What Happens When Confidence Is Broken
Historically, we can see what happens when confidence is suddenly broken. We can see it in Germany in the early 1920s. Germany actually had slight deflationary pressures – 1%, 2%, 3% inflation at the max. And then confidence was broken in the paper mark at that time and they went into a hyperinflationary change.
Obviously the Germans were in a very difficult position dealing with war reparations from the Treaty of Versailles. It was basically an unbearable burden. So they engaged in massive deficit spending. They exhausted the debt markets domestically because they didn’t have access to the international debt markets, and as soon as the debt markets were full to capacity – imagine a sponge that just can’t take another drop of water, it is fully soaked. That was the domestic economy in Germany.
At that point, the printing presses were the only solution. The only way that they could pay bills and get anything done was following the Haverstein message of, “We can print our way to prosperity.” Albert Edwards – the über bear at Société Générale – suggests that this chapter in economic history boils down to social and political chaos for precisely this reason. He says this: “As the equity markets spiral into a deep bear market, as it ends with corporate bond spreads exploding [in other words, the yields on corporate bonds getting much bigger than what you would see relative to a risk-free rate like the interest rate you would see on treasuries]. It ends with social unrest, it ends with double-digit budget deficits. It ends with investors losing faith with the Fed. It ends with deeply negative rates, with currency and trade wars, with helicopter money, and, ultimately, inflation.” I think it is an interesting time, and again, it ties back to this issue of confidence.

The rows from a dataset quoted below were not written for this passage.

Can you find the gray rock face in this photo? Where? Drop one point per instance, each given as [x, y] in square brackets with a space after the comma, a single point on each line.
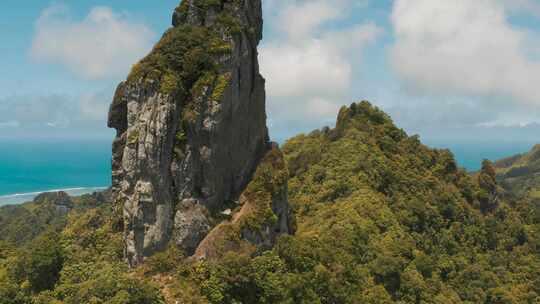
[166, 189]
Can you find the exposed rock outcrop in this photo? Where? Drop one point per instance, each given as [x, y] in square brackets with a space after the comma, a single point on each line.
[262, 215]
[191, 126]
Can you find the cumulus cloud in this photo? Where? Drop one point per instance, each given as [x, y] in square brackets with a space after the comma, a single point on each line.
[52, 114]
[309, 64]
[526, 6]
[463, 47]
[103, 44]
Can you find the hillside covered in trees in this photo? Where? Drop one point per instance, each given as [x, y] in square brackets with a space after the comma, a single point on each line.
[379, 218]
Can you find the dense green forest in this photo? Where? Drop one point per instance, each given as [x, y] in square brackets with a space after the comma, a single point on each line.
[380, 218]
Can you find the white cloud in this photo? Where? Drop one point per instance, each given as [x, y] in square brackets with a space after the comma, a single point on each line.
[103, 44]
[525, 6]
[463, 47]
[308, 63]
[9, 124]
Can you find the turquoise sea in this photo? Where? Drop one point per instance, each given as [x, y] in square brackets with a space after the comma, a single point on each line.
[28, 167]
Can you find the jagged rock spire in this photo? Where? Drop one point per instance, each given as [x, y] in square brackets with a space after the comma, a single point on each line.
[191, 126]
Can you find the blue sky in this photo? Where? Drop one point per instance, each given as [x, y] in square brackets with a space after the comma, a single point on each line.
[448, 70]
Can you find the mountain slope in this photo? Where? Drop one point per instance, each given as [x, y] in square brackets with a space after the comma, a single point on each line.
[520, 174]
[381, 218]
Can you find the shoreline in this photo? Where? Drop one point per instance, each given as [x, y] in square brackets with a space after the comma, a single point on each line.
[19, 198]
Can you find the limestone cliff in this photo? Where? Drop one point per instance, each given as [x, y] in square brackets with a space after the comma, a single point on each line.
[191, 126]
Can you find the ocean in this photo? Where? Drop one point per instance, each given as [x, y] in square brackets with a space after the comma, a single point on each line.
[28, 168]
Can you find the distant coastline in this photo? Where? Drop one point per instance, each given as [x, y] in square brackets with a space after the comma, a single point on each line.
[19, 198]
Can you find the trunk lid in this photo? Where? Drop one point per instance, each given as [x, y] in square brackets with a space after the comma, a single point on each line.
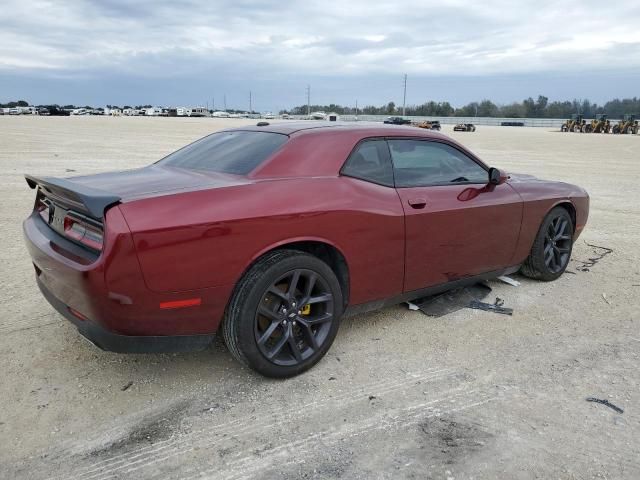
[156, 180]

We talked earlier about equations that actually allow you to think irrationally. There is an equation that tells you that you have to take on a certain amount of debt to be able to grow. Richard Duncan brings that out. He says that because we have so much debt, we have to take out a certain amount of debt every year in addition to that just to show growth, otherwise we sink into a depression.

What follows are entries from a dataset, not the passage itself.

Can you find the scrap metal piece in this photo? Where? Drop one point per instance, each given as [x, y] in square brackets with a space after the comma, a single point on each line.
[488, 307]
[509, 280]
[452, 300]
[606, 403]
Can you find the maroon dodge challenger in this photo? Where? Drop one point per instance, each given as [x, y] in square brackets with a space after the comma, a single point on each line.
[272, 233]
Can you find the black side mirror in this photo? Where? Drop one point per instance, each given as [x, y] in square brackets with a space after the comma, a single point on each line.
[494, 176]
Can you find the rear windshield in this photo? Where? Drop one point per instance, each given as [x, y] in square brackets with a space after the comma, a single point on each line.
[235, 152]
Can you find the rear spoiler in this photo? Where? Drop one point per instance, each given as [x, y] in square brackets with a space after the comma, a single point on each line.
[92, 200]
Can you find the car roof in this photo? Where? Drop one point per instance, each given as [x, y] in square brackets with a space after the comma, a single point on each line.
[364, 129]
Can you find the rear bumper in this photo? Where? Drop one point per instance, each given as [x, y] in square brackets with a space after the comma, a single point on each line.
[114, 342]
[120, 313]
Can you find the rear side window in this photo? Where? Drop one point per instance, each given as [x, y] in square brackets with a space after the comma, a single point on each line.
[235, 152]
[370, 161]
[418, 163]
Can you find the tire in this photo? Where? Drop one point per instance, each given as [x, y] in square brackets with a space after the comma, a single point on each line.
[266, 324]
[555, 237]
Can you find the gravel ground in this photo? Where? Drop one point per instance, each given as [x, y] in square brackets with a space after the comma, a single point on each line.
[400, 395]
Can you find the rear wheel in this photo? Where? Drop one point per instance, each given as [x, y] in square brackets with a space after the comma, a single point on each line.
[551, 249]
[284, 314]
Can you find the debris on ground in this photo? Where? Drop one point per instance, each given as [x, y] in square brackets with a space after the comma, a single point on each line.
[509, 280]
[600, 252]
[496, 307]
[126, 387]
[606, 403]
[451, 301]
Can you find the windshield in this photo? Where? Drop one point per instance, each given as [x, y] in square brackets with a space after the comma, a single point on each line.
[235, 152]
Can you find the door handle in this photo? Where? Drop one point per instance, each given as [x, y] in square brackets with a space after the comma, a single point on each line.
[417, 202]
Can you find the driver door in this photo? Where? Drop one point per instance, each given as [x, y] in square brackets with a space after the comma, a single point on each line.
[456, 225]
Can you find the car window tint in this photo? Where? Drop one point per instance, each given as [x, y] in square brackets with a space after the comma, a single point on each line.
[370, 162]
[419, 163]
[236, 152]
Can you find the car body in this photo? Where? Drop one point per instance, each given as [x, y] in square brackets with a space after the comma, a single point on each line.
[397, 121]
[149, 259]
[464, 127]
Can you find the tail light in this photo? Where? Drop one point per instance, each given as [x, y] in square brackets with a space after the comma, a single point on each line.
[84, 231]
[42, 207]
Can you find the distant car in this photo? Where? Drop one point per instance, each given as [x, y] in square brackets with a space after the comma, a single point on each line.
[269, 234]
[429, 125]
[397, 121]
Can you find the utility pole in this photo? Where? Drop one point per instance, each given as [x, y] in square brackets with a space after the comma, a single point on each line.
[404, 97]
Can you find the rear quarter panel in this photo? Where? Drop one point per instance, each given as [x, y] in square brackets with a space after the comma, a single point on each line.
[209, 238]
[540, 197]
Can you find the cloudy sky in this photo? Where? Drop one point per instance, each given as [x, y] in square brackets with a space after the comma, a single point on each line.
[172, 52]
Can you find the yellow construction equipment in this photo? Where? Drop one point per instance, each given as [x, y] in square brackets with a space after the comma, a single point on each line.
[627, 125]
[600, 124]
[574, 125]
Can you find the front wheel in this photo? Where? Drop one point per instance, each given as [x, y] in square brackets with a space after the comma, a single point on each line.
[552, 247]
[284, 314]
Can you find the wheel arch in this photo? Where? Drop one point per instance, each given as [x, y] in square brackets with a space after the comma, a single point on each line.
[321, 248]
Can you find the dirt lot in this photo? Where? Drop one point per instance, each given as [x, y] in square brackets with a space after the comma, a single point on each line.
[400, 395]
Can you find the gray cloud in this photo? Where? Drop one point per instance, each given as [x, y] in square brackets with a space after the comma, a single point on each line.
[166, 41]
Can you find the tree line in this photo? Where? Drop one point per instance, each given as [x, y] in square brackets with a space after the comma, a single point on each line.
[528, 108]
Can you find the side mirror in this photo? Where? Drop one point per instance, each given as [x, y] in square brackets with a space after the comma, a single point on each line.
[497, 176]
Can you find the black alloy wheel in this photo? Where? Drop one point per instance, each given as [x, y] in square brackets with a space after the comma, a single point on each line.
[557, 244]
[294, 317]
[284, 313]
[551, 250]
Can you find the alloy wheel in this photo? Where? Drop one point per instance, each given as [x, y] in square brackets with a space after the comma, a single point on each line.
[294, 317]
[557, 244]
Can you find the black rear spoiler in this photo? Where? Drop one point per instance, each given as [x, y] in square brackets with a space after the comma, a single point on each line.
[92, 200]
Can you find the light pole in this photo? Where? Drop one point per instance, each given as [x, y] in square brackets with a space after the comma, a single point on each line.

And this is where, clearly, we’re on the horns of a dilemma, as a group. Do we like that? No. Do we recognize that the system is debt-addicted, and without more of it we might end up with paralysis or death? Yes. So pragmatically, what do you do? How do you respond to that? Consumer debt is on the rise again. It is growing at the fastest pace since 2001. And that is viewed as a good thing, according to the modern paradigm. So, from the Richard Duncan perspective, if debts don’t grow fast enough, we’ll face a financial reckoning of cataclysmic proportions.

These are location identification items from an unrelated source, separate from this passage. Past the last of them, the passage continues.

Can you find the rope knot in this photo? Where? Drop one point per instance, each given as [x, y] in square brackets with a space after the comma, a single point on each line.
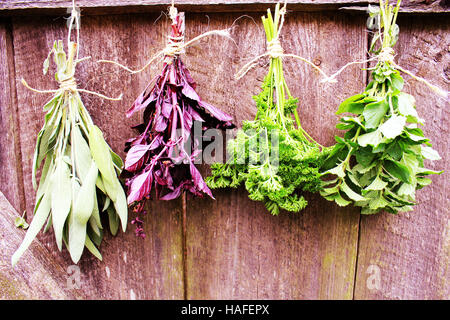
[274, 48]
[68, 85]
[174, 47]
[386, 55]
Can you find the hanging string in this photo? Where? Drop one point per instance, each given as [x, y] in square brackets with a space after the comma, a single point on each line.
[275, 50]
[70, 84]
[174, 46]
[387, 55]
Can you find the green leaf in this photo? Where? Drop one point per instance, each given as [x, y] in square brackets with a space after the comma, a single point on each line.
[77, 238]
[101, 153]
[61, 199]
[373, 138]
[121, 207]
[393, 127]
[407, 189]
[350, 193]
[364, 156]
[378, 203]
[341, 201]
[40, 217]
[350, 105]
[429, 153]
[82, 153]
[395, 151]
[397, 170]
[397, 81]
[376, 184]
[374, 112]
[113, 220]
[338, 170]
[117, 161]
[84, 203]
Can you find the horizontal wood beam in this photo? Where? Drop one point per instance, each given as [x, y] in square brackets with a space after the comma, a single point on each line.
[138, 6]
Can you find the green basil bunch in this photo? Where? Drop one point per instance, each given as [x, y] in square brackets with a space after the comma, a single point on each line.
[379, 162]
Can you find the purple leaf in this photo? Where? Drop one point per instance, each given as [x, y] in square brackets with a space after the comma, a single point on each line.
[189, 92]
[135, 157]
[140, 187]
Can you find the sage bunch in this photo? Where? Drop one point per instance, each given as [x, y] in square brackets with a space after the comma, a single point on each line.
[79, 178]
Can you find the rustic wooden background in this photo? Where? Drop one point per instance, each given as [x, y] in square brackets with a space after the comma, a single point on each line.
[230, 248]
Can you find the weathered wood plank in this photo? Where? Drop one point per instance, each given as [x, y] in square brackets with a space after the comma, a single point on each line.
[37, 276]
[131, 268]
[10, 175]
[410, 252]
[236, 249]
[121, 6]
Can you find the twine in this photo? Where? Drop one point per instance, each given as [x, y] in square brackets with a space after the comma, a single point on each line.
[175, 45]
[69, 85]
[275, 50]
[387, 55]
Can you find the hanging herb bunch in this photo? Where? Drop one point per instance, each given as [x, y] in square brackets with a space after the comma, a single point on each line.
[79, 178]
[379, 163]
[158, 157]
[272, 155]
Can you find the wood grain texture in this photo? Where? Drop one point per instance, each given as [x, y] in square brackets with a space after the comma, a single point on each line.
[236, 249]
[10, 160]
[38, 275]
[127, 6]
[411, 250]
[131, 268]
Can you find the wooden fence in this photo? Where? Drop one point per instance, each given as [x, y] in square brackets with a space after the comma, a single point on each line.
[230, 248]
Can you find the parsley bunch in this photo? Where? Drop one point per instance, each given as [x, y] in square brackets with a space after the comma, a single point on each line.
[272, 155]
[383, 137]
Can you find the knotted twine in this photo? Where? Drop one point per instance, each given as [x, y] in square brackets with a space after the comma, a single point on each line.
[387, 55]
[175, 45]
[70, 84]
[275, 50]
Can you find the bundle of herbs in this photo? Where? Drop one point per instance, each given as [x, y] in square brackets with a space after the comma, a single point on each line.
[379, 162]
[272, 155]
[160, 156]
[79, 178]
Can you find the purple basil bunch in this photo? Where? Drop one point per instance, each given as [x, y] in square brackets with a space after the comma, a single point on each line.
[158, 157]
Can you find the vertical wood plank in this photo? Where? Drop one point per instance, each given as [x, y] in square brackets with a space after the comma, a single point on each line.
[236, 249]
[10, 160]
[132, 268]
[409, 253]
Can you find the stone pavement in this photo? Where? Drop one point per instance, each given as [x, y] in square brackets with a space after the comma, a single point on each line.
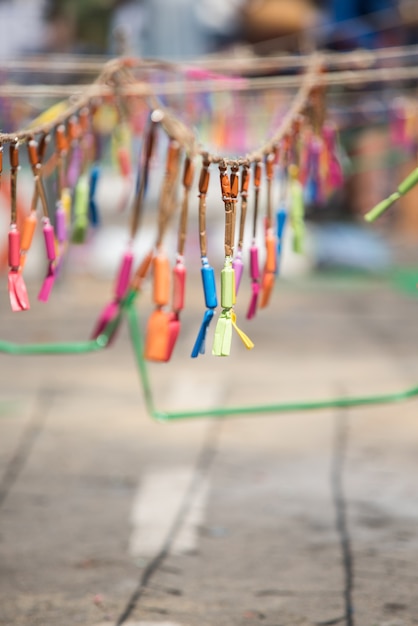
[90, 485]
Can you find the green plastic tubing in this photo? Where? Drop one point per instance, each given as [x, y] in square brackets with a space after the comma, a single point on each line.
[406, 185]
[129, 310]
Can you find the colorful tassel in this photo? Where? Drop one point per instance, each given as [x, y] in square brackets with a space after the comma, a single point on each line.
[18, 296]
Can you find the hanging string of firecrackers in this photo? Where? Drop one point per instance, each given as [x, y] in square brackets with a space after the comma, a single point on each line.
[206, 271]
[163, 327]
[71, 163]
[254, 257]
[270, 265]
[18, 295]
[36, 155]
[112, 310]
[35, 159]
[237, 262]
[227, 318]
[179, 269]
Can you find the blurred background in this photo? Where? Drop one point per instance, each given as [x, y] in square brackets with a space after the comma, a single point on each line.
[377, 122]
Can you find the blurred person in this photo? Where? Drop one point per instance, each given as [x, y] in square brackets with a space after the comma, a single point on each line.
[174, 30]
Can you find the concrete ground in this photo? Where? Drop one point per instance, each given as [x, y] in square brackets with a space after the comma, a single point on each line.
[306, 518]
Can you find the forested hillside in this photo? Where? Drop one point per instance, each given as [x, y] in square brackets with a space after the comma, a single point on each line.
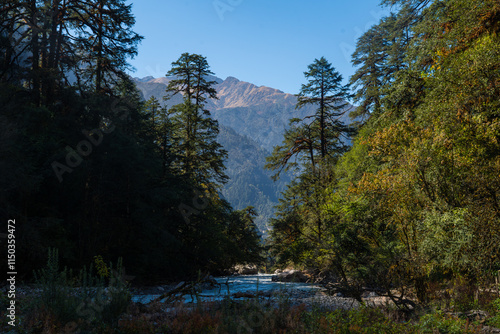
[90, 169]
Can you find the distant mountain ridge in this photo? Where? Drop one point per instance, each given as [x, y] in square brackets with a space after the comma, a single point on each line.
[259, 112]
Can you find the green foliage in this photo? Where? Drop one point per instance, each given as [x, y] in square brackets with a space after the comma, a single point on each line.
[77, 301]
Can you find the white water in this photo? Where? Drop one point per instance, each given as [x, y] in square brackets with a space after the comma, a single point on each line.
[244, 283]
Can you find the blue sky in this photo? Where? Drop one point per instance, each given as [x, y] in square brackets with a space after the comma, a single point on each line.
[265, 42]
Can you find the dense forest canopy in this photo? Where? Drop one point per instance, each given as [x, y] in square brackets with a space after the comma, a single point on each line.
[416, 198]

But is it good to see the consumer spending more? It is the same old disease. Why wait until tomorrow to purchase something when I actually have the savings instead of buying it today on credit? If you step back, you can see that there are only two kinds of people in the world. There are those who pay interest, and those that receive it. And those that pay it are not victims of the system, they are not at the end of an evil banking cabal. They are victims of their own ignorance, lacking, perhaps, a preceding generation to tell them, as a father or grandfather would, as a mother or a grandmother would, that it is better to save than to spend.
You have the graying generation in America today that rebelled against an earlier American practice of thrift, and they have proven to not be the greatest generation of the years past, but the most selfish, frankly. And their children know only that as a paradigm, by example. The legacies we leave will either pay homage to the sensible things life has taught us that we pass on from one generation to the next, or they will be a permanent testament to social amnesia and foolishness. And I fear that the addiction to debt at every level in our society today indicates that we have overwhelmingly chosen the latter.